A Massachusetts firefighter has not worked in several months after witnessing an on-the-job accident fatality. Although the accident occurred in July, the firefighter who witnessed it – a 32-year employee of the fire department – has not yet returned to his duties.
We originally wrote about this case three months ago, shortly after the workplace accident happened. A 27-year veteran of the force was killed while he was working on a vehicle on the street behind the fire station. A jack slipped and pinned him beneath the vehicle. Several of his colleagues immediately worked to try to save the firefighter, but he died of his injuries in Boston two days later.
Immediately after the accident, grief counselors and firefighters from nearby areas descended on the town to help the survivors cope and to provide essential services. The firefighter who has been unable to work since then was one of the initial responders to the accident, and since that day he has not returned to the fire station.

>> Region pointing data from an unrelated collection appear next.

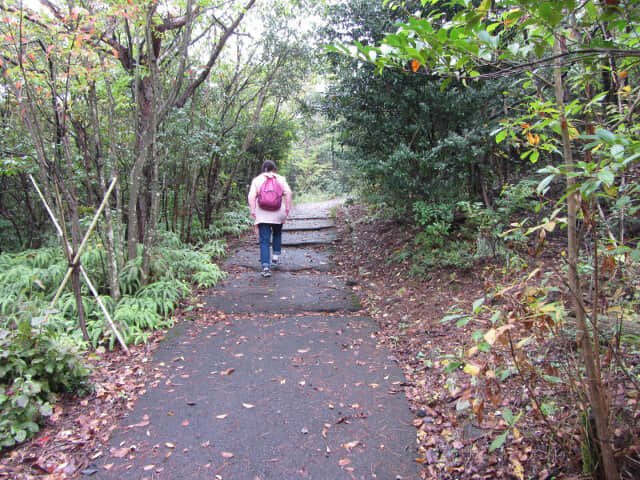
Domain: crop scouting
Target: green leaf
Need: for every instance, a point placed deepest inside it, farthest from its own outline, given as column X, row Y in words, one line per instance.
column 20, row 435
column 607, row 177
column 498, row 442
column 463, row 321
column 605, row 135
column 478, row 304
column 501, row 135
column 507, row 414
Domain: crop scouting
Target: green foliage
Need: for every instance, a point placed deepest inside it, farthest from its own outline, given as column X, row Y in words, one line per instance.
column 232, row 222
column 34, row 366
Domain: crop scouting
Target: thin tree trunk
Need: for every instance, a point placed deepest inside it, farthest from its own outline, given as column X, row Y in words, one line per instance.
column 588, row 344
column 108, row 238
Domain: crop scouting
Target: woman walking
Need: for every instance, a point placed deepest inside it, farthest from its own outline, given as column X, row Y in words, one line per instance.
column 270, row 203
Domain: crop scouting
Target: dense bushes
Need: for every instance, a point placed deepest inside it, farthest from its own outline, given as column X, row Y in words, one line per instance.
column 35, row 365
column 39, row 360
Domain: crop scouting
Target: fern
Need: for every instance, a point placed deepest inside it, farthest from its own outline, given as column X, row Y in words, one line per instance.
column 166, row 294
column 209, row 276
column 215, row 248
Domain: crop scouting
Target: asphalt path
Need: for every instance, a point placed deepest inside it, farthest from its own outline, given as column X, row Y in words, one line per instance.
column 288, row 382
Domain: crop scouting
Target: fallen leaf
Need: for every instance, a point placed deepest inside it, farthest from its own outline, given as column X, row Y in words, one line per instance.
column 351, row 445
column 120, row 452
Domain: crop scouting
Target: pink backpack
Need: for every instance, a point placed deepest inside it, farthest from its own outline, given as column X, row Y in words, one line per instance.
column 270, row 194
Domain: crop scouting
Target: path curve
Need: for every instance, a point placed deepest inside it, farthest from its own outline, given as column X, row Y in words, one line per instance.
column 274, row 378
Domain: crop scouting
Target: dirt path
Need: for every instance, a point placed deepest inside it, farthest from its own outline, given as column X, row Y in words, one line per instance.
column 274, row 378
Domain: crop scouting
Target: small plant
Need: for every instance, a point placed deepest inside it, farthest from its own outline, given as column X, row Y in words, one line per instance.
column 34, row 367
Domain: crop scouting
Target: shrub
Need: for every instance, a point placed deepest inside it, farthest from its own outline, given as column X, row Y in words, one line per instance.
column 34, row 367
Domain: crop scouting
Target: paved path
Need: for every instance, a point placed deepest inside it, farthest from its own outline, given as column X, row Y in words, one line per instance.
column 287, row 382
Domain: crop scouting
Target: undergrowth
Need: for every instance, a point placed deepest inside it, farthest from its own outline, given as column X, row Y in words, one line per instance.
column 40, row 359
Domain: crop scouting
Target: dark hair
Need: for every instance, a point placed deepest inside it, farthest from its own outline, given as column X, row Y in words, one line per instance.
column 268, row 166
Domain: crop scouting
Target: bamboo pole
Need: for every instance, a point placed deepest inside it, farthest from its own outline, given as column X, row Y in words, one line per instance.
column 76, row 259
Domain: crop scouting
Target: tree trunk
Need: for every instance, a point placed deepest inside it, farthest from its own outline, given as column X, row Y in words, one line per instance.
column 108, row 237
column 588, row 344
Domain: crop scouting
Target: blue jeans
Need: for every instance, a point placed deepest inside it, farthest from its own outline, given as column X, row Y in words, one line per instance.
column 266, row 229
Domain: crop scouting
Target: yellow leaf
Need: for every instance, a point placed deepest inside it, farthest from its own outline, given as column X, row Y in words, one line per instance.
column 351, row 445
column 518, row 469
column 472, row 369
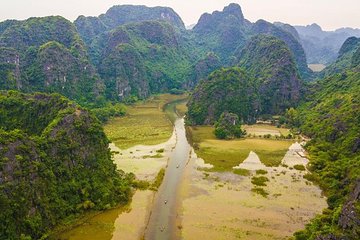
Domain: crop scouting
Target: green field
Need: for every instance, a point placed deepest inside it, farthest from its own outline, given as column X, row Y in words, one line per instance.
column 145, row 123
column 225, row 154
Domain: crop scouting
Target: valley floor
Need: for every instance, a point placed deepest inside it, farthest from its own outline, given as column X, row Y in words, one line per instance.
column 220, row 195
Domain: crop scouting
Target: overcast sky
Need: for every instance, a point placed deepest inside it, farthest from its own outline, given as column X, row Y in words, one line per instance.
column 330, row 14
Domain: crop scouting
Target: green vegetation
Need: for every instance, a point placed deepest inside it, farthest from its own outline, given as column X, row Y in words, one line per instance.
column 259, row 181
column 299, row 167
column 242, row 172
column 270, row 81
column 260, row 191
column 228, row 127
column 144, row 123
column 331, row 118
column 272, row 66
column 109, row 111
column 55, row 164
column 158, row 155
column 261, row 172
column 223, row 91
column 226, row 154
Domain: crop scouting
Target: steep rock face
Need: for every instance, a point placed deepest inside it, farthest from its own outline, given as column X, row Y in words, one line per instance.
column 9, row 69
column 272, row 65
column 90, row 27
column 230, row 90
column 347, row 58
column 269, row 85
column 143, row 58
column 323, row 46
column 203, row 68
column 222, row 32
column 331, row 118
column 54, row 163
column 122, row 14
column 355, row 60
column 263, row 27
column 349, row 46
column 38, row 31
column 47, row 54
column 288, row 28
column 226, row 32
column 350, row 216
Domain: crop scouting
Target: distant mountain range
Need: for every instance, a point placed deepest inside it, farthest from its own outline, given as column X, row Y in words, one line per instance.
column 323, row 46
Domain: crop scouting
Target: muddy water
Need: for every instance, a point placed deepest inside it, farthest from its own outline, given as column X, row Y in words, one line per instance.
column 162, row 222
column 193, row 204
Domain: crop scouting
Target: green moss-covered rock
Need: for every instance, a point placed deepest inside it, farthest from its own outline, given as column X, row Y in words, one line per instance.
column 54, row 163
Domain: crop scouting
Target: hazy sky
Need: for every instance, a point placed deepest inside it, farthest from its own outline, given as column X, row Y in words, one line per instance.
column 330, row 14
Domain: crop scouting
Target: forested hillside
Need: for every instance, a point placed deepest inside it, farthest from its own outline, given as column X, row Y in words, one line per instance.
column 330, row 116
column 54, row 164
column 127, row 53
column 267, row 84
column 47, row 54
column 227, row 32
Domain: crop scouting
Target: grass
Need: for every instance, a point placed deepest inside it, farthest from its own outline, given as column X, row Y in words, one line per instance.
column 264, row 129
column 158, row 155
column 299, row 167
column 261, row 172
column 181, row 109
column 225, row 154
column 241, row 172
column 145, row 123
column 259, row 181
column 260, row 191
column 158, row 180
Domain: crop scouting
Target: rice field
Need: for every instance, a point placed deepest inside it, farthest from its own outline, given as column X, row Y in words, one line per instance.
column 226, row 154
column 145, row 123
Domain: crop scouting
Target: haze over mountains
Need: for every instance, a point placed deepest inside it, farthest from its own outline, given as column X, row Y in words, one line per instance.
column 323, row 46
column 131, row 52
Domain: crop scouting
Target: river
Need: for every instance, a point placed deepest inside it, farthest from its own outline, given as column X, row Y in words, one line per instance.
column 192, row 204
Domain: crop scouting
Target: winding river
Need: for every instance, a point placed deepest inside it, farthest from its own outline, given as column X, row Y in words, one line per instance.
column 192, row 204
column 164, row 214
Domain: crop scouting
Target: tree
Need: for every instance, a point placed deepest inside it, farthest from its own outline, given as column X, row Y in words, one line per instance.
column 228, row 126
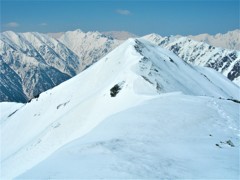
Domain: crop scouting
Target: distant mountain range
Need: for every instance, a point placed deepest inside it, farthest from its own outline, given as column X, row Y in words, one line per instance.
column 197, row 53
column 140, row 112
column 32, row 63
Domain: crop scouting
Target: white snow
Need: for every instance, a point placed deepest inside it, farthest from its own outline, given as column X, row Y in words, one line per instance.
column 173, row 136
column 159, row 121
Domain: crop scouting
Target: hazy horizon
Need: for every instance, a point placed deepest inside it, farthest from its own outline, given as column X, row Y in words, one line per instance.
column 189, row 17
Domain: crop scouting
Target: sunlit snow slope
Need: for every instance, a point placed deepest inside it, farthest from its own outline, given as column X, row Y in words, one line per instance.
column 154, row 114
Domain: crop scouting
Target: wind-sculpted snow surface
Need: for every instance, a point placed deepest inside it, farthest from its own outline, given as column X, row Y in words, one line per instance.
column 121, row 116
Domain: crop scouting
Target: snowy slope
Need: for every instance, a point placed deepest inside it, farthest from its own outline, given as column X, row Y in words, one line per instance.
column 89, row 46
column 135, row 73
column 229, row 40
column 224, row 61
column 149, row 141
column 32, row 63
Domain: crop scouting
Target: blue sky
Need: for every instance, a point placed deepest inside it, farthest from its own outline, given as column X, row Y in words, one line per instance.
column 139, row 17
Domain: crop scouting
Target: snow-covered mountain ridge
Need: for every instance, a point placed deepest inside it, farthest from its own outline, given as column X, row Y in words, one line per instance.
column 224, row 61
column 32, row 63
column 229, row 40
column 89, row 46
column 135, row 74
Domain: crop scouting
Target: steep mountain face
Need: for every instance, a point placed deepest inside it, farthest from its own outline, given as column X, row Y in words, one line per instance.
column 89, row 46
column 224, row 61
column 230, row 40
column 32, row 63
column 128, row 112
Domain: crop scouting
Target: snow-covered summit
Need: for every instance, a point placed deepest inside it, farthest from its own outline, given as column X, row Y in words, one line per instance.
column 89, row 46
column 197, row 53
column 133, row 73
column 32, row 63
column 229, row 40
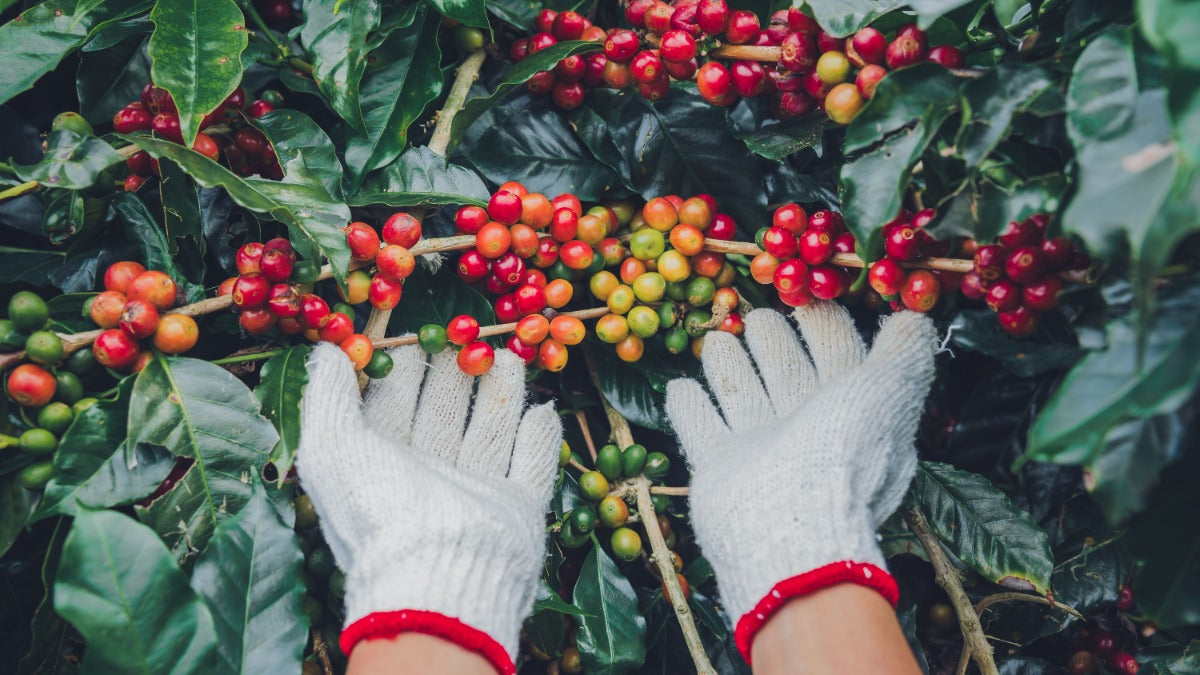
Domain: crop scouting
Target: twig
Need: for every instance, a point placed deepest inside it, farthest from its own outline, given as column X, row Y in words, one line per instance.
column 377, row 323
column 660, row 554
column 948, row 579
column 982, row 605
column 587, row 434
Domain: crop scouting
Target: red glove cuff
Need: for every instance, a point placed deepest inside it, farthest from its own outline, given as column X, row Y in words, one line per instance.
column 843, row 572
column 387, row 625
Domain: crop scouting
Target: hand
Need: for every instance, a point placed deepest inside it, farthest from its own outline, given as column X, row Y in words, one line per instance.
column 437, row 520
column 813, row 449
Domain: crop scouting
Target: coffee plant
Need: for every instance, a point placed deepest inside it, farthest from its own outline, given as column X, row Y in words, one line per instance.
column 192, row 193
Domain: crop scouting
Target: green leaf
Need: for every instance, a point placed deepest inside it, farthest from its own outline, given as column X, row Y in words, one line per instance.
column 1111, row 386
column 543, row 60
column 1103, row 93
column 90, row 467
column 39, row 39
column 421, row 178
column 201, row 411
column 892, row 131
column 280, row 389
column 196, row 55
column 528, row 141
column 981, row 526
column 405, row 77
column 142, row 230
column 119, row 586
column 991, row 102
column 295, row 136
column 628, row 388
column 16, row 505
column 180, row 208
column 300, row 201
column 978, row 330
column 471, row 12
column 250, row 577
column 336, row 45
column 71, row 161
column 612, row 633
column 778, row 141
column 1126, row 470
column 108, row 79
column 437, row 298
column 844, row 17
column 1170, row 27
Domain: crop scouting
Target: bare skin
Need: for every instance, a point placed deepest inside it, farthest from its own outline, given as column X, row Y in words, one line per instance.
column 844, row 628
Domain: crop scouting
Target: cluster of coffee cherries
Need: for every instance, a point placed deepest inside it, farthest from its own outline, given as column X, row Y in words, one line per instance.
column 609, row 509
column 244, row 148
column 274, row 291
column 47, row 386
column 669, row 41
column 531, row 251
column 1018, row 275
column 133, row 308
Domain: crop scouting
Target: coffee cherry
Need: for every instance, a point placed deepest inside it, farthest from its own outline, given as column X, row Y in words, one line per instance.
column 947, row 55
column 886, row 276
column 714, row 84
column 364, row 240
column 1019, row 322
column 1025, row 264
column 921, row 291
column 989, row 262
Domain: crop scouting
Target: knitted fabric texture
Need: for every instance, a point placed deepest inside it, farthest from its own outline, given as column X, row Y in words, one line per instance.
column 427, row 502
column 813, row 447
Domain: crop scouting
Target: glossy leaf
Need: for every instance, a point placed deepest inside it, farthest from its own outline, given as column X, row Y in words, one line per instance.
column 250, row 577
column 119, row 586
column 196, row 55
column 421, row 178
column 471, row 12
column 71, row 161
column 406, row 76
column 541, row 60
column 111, row 78
column 873, row 184
column 201, row 411
column 280, row 389
column 39, row 39
column 16, row 505
column 612, row 633
column 335, row 34
column 981, row 526
column 1111, row 386
column 295, row 136
column 142, row 230
column 526, row 139
column 300, row 201
column 91, row 467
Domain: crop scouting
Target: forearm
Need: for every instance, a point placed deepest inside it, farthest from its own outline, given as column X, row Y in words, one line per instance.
column 418, row 655
column 845, row 628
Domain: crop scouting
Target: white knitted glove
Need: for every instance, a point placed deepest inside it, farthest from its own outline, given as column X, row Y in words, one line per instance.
column 438, row 521
column 813, row 449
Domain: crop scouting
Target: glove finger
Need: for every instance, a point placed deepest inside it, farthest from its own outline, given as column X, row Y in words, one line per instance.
column 694, row 418
column 831, row 336
column 785, row 369
column 487, row 444
column 732, row 377
column 390, row 402
column 535, row 453
column 442, row 411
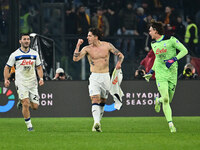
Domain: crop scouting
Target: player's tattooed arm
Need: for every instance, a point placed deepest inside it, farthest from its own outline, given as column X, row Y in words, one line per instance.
column 116, row 52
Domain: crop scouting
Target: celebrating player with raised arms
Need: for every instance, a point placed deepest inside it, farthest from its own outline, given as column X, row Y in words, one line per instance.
column 165, row 68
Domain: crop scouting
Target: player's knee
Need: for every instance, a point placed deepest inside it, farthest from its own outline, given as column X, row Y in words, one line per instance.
column 166, row 100
column 25, row 103
column 95, row 99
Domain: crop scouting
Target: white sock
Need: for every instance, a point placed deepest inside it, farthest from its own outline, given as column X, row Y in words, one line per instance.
column 96, row 113
column 28, row 123
column 170, row 124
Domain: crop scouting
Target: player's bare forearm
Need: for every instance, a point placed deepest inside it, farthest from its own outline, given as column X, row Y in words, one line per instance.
column 77, row 54
column 40, row 71
column 40, row 74
column 6, row 76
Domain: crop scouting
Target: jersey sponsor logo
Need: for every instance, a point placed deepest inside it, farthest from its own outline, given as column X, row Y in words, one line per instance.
column 5, row 92
column 27, row 62
column 158, row 51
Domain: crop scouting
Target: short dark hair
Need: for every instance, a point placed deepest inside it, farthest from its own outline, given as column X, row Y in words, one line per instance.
column 96, row 32
column 158, row 26
column 23, row 34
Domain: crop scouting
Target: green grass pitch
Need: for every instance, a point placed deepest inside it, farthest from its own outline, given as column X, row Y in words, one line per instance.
column 119, row 133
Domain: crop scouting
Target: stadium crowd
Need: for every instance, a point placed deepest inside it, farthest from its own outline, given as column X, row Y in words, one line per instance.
column 126, row 19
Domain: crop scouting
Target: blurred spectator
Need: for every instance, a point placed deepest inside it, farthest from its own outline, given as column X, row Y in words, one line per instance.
column 191, row 36
column 169, row 20
column 128, row 26
column 188, row 72
column 70, row 21
column 141, row 24
column 100, row 21
column 113, row 21
column 179, row 29
column 61, row 75
column 25, row 19
column 140, row 72
column 83, row 21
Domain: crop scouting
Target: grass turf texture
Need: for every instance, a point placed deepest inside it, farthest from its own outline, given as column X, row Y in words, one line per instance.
column 119, row 133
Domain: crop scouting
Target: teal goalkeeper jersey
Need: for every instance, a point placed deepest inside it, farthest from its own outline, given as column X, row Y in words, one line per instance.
column 164, row 49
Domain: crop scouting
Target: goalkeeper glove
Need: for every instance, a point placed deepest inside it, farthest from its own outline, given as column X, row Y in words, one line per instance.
column 169, row 62
column 148, row 75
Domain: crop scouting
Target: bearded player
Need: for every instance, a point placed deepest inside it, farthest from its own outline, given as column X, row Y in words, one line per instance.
column 25, row 61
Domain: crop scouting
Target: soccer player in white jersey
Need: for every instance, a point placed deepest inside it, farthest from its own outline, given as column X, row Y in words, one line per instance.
column 26, row 61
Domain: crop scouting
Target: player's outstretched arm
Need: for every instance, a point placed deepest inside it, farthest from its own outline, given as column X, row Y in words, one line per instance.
column 79, row 55
column 117, row 53
column 6, row 76
column 148, row 75
column 40, row 74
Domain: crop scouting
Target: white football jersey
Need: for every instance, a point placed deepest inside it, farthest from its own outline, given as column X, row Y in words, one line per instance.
column 25, row 64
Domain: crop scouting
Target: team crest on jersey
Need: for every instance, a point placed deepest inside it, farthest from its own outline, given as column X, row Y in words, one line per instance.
column 27, row 62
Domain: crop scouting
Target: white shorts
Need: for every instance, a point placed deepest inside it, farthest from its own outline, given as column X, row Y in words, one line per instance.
column 99, row 84
column 28, row 92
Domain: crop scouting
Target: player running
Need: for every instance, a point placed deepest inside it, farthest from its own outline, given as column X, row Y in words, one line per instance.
column 25, row 61
column 98, row 53
column 165, row 68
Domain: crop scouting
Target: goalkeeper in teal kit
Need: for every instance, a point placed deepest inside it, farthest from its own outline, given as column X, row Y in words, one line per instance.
column 165, row 67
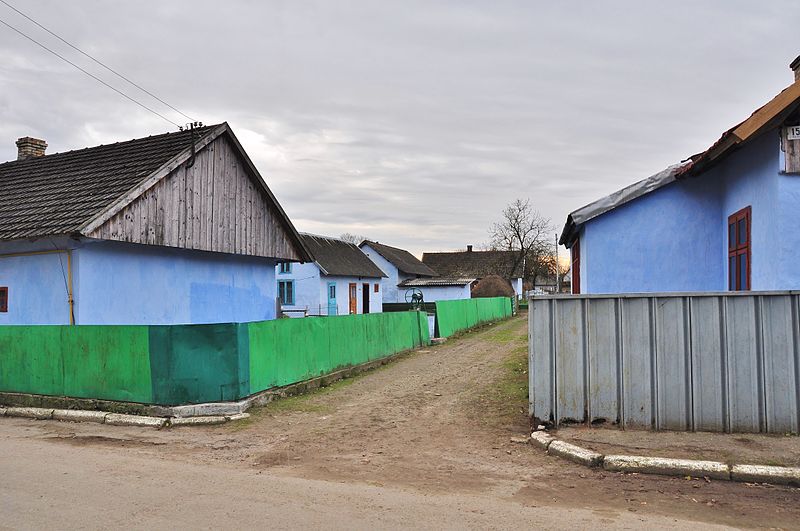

The firefighter has been evaluated by a doctor at Boston University who sent a letter to the town manager saying that the firefighter is suffering from post-traumatic stress disorder (PTSD) as a result of his friend’s death. However, the town manager disputes the validity of the letter, saying it does not meet the requirements spelled out in the employee union’s contracts with the town.
Workplace accidents have an immediate impact not only on those who are killed or injured, but on the indirect victims-families of the injured employee, certainly, but also those who may try to render aid to a valued friend and co-worker.